2-chlorobenzaldehyde was examined for potential mutagenicity in the Salmonella/ mammalian-microsome assay with and without adding a metabolic activating system (S9). In both cases the test substance showed no mutagenic effect (Nestmann et al., 1980).

Ziegler-Skylakakis et al. (1989) investigated the genotoxicity of 2-chlorobenzaldehyde to V79 Chinese hamster cells using the induction of micronuclei as a biological endpoints. Furthermore the cytotoxicity of o-Chlorobenzaldehyde was measured by determining the cloning efficiencies of treated and untreated cells immediately after exposure to the test substance. 2-chlorobenzaldehyde did not cause a significant increase in the frequency of micronuclei up to the highest concentration tested and the cell survival of the V79 cells was only slightly reduced (15%).

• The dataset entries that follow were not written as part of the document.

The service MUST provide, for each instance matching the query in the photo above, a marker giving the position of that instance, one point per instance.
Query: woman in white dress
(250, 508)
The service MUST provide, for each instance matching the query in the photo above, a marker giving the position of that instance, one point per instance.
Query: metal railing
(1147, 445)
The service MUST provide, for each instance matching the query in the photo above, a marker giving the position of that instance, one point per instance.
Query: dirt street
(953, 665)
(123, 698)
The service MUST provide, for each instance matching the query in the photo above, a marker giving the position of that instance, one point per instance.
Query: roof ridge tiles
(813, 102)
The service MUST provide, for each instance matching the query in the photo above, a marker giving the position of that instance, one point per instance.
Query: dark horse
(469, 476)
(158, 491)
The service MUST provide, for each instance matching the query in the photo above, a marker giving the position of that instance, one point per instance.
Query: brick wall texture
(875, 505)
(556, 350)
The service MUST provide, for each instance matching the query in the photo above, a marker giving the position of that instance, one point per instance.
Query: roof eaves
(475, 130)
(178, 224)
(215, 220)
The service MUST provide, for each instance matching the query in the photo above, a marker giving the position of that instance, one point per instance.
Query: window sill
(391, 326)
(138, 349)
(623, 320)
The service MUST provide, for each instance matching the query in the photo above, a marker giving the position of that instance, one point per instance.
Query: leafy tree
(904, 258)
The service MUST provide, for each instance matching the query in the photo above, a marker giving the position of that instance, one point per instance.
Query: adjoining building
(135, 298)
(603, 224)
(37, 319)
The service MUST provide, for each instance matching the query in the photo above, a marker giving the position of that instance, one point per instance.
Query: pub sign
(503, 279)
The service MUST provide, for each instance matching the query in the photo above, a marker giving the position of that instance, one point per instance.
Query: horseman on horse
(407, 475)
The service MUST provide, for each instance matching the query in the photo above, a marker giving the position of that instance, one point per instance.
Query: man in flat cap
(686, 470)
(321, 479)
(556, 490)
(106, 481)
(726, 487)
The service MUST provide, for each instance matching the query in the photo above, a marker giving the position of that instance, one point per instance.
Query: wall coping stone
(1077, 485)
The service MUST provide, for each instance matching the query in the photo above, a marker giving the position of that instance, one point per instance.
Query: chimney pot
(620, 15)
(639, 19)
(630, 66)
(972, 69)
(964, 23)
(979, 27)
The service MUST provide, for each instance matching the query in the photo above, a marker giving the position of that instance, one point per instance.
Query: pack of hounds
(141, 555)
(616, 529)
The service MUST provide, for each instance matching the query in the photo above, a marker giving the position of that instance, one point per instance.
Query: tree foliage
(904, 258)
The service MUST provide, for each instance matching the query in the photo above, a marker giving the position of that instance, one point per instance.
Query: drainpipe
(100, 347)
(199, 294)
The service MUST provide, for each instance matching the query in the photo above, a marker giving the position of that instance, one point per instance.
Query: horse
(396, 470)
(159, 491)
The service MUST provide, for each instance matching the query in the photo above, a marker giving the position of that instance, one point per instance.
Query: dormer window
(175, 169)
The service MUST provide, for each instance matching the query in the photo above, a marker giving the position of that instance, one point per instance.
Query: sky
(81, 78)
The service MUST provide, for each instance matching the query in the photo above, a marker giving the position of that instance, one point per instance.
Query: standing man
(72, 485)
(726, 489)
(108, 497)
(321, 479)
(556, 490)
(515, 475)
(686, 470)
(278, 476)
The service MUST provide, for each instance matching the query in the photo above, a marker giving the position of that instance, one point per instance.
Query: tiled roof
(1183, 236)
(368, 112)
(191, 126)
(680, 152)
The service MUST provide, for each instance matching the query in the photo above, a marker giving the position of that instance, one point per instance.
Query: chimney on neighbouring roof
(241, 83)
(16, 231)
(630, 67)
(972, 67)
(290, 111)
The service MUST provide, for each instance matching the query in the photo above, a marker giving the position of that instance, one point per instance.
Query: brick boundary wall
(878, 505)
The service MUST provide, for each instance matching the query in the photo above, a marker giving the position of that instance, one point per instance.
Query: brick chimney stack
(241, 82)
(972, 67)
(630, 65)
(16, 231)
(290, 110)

The clastogenicity of 2-chlorobenzaldehyde to V79 Chinese hamster cells was investigated after a 20 hour-exposure. O-chlorobenzaldehyde was inactive in these experiments and did not show a clastogenic effect (Bauchinger and Schmid, 1992).

When V79 cells were exposed to 2-chlorobenzaldehyde for 20 h and incubated without the test substance for another 20 h, o-chlorobenzaldehyde was found to be highly aneuploidogen; as compared to the control, a 6-fold higher incidence of aneuploid cells was observed, but the effect was not dose dependent (Schmid and Bauchinger, 1991).

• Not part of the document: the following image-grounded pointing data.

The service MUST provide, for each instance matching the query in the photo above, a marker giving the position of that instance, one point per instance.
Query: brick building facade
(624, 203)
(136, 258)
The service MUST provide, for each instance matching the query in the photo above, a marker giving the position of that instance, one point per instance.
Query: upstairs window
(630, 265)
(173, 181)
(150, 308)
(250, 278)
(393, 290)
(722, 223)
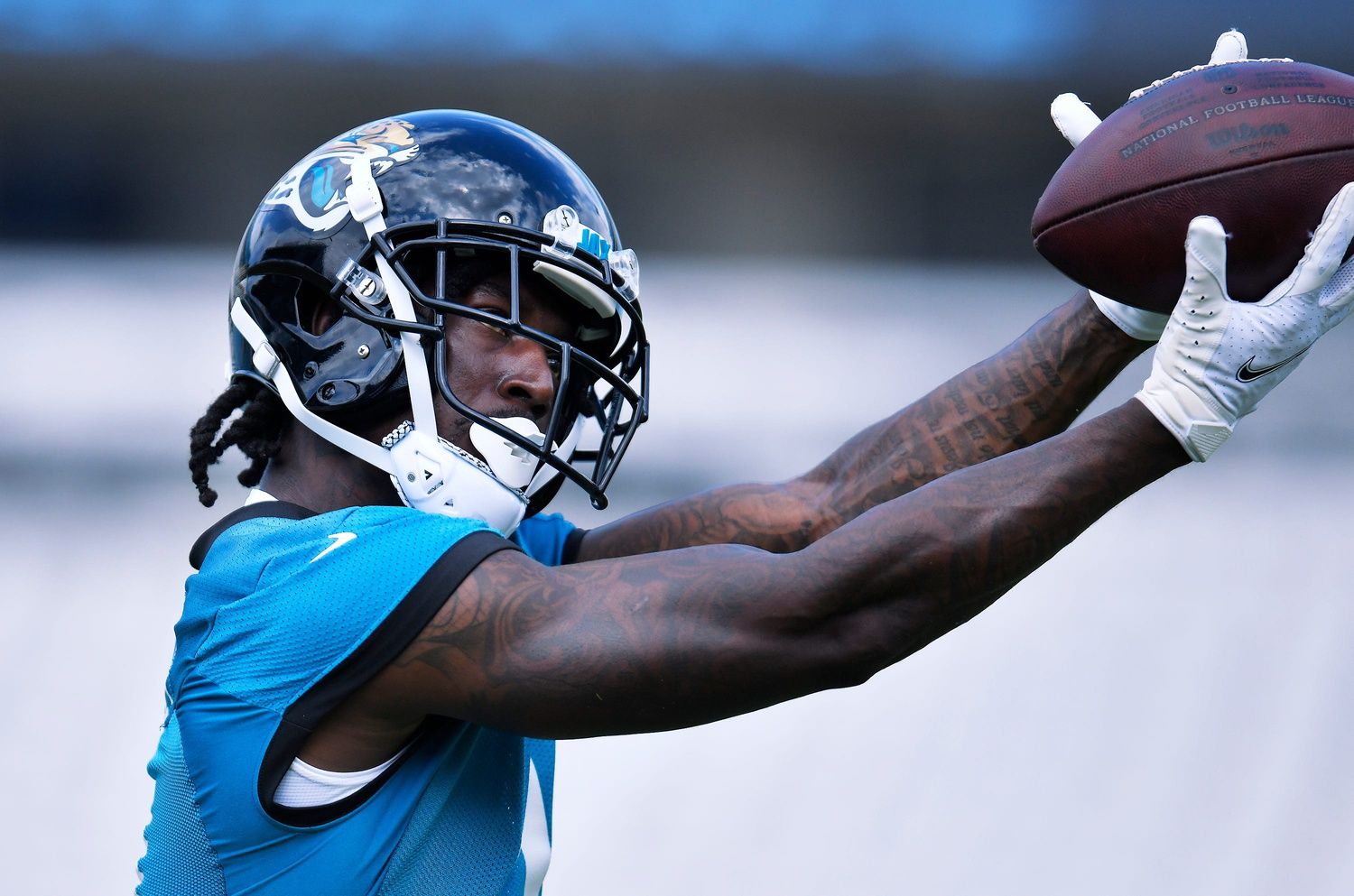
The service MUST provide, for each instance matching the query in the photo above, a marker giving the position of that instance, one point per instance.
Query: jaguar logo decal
(314, 189)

Short description of key information:
Genetic toxicity:
-in vitro:
-Ames test: Zeiger et al. (1992), similar or equivalent to OECD guideline 471 - not genotoxic, not mutagenic.
Rietveld et al. (1983), similar or equivalent to OECD guideline 471 - not genotoxic, not mutagenic.
Nestmann et al. (1980), bacterial reverse mutation assay as described in the literature (Ames et al., 1975) - not genotoxic, not mutagenic.
-In vitro mammalian cell micronucleus test: Ziegler-Skylakakis et al. (1989), similar or equivalent to OECD guideline 487 - not genotoxic, not mutagenic.
- Clastogenic capacity: Bauchinger and Schmid (1992) - not clastogenic
- Analysis of the aneuploidy inducing capacity: Schmid and Bauchinger (1991) - highly aneuploidogen.
- in vivo: no data

Endpoint Conclusion: No adverse effect observed (negative)

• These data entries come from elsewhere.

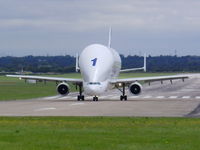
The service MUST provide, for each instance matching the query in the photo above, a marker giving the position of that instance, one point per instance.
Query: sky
(66, 27)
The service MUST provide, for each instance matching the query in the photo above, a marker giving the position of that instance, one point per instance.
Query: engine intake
(63, 89)
(135, 88)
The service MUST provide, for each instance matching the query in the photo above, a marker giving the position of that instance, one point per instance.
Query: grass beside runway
(99, 133)
(13, 88)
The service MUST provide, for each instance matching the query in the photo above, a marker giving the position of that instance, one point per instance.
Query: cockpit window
(94, 83)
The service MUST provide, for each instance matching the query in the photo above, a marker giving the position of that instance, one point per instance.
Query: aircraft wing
(149, 79)
(41, 78)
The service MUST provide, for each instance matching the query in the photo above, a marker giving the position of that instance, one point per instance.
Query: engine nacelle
(135, 88)
(63, 89)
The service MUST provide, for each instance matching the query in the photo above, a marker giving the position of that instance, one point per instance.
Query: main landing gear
(80, 96)
(123, 96)
(95, 98)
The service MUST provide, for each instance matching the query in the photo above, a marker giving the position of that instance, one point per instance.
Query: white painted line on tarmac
(132, 97)
(115, 97)
(44, 109)
(52, 97)
(147, 96)
(171, 97)
(186, 97)
(159, 97)
(75, 104)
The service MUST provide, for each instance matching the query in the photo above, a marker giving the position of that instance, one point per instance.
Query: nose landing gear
(95, 98)
(123, 96)
(80, 96)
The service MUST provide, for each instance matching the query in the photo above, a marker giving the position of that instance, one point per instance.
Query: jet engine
(135, 88)
(63, 88)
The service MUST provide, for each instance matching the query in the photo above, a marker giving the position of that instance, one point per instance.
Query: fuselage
(98, 65)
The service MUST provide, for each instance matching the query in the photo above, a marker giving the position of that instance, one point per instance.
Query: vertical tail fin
(110, 37)
(145, 62)
(77, 66)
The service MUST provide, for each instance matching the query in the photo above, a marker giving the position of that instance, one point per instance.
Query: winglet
(77, 62)
(110, 37)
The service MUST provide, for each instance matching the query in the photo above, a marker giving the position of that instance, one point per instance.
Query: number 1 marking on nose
(94, 61)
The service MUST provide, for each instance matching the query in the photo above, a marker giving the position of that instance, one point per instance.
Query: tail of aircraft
(135, 69)
(110, 37)
(77, 66)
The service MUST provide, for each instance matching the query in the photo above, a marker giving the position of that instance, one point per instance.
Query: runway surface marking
(173, 97)
(75, 104)
(160, 97)
(186, 97)
(116, 97)
(44, 109)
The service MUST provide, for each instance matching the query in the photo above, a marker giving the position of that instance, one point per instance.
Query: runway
(180, 99)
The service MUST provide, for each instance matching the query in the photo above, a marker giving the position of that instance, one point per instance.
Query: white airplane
(100, 66)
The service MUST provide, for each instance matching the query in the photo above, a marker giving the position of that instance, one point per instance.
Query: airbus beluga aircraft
(100, 66)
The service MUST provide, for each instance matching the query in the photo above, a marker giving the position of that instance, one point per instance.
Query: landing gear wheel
(123, 96)
(80, 97)
(95, 98)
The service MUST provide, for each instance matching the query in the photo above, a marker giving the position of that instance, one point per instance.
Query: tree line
(64, 64)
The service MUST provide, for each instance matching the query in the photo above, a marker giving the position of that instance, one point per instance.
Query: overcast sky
(59, 27)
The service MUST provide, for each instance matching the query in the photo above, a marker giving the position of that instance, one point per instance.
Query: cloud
(40, 21)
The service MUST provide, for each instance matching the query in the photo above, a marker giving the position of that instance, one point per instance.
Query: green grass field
(99, 133)
(13, 88)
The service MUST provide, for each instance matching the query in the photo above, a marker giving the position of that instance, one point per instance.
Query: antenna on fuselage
(110, 37)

Justification for classification or non-classification

The Ames Test, as well as the in vitro mammalian cell micronucleus test and a chromosome aberration test revealed neither genotoxic nor mutagenic effects of 2-chlorobenzaldehyde in bacteria or mammalian cells in vitro. Only one publication showed aneuploidy and polyploidy in V79 Chinese hamster cells. As the majority of the published studies showed no signs of mutagenicity, the test substance 2 -chlorobenzaldehyde is considered no to be mutagenic.

Data of in vivo genotoxicity and mutagenicitiy tests were not available to date.